I’d say first they address the TDD that someone is hollering about. After that, they address the ones with the biggest TDD, until they run out of time to allocate to that effort.
A second useful aspect of TDD, which Richard commented on briefly in his response above, is a chart of its change over time. Rising TDD is a problem, if it is rising outside the previous range.
What are the causes? Conversely, dropping TDD is good and again, you should check the causes.
With respect to TDD vs. RevenueDD, I find that it usually makes no difference which one you use. The product of time and dollars gives a large number denominated in “badness” only. Nobody intuitively knows what the number itself means. In my wholesaler example above the T% will be in a narrow range. RDD would only produce a proportionally bigger aggregate figure which when charted over time would look just the same, except for the numerical denomination of the Y axis.
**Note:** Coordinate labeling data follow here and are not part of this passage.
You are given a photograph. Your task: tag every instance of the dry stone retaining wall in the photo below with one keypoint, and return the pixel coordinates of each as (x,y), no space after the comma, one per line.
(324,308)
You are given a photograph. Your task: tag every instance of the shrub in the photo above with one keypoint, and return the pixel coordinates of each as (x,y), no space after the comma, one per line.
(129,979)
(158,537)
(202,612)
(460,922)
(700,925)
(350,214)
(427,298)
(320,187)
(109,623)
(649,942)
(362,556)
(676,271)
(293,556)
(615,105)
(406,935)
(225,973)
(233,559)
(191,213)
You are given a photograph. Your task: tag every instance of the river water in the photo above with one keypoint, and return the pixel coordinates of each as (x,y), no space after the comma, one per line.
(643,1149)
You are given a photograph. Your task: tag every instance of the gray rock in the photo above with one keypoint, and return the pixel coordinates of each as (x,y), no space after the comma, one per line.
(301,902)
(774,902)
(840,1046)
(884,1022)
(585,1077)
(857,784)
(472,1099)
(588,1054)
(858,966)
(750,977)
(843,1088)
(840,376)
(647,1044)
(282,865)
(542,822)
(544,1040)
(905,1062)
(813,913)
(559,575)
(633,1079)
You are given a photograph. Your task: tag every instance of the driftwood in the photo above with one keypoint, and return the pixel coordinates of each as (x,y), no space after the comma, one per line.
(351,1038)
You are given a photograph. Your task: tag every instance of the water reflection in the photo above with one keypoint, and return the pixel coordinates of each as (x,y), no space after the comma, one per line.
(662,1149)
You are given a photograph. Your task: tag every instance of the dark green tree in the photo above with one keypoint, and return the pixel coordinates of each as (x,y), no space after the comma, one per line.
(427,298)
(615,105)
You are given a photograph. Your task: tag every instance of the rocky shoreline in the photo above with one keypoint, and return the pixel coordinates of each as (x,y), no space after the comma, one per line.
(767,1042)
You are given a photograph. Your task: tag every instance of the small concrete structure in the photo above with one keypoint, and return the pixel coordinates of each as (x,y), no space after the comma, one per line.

More rarely, there are companies where T% varies a lot. In such cases, I far prefer TDD to RDD, because, showing greater damage to the seller may provoke a more urgent response.
Seems useful to me!
Hi Henry, I certainly enjoy our discussions. I also fully agree with that watching the graph of the total TDD gives value. Actually my conclusion in my post regarding TDD was:
TDD has the potential of creating real value, but we should review the logic and be ready to introduce changes.
The challenge of using TDD is to understand well the boundaries of its use.
I like to make a point about the wholesaler managing 40,000 SKUs. I think it is wrong to let DBM manage all 40,000 SKUs. I think the more sensible strategy is to define what SKUs to manage for excellent availability (using DBM to review the buffers) and what SKUs to announce that sometimes they are available and sometimes not! However, choosing what not to commit to perfect availability has to include considerations that are not part of TDD. The quality of the supplier and the ROI of maintaining high enough target level that is effective in protecting availability are, to my mind, the main important factors. I’d also add the assessment of how the customer would react to the missing item? Is there a natural alternative? Is it the specific item so important to the customer as to push him to look for another wholesaler (and purchase everything he needs there)?
Let me try to contribute in some way with my understanding of TDD and IDD, and see if what I consider to be a proposed direction is acceptable.
As initially defined TDD is a negative indicator and as such it would be very difficult to deploy, implement and manage without major resistances.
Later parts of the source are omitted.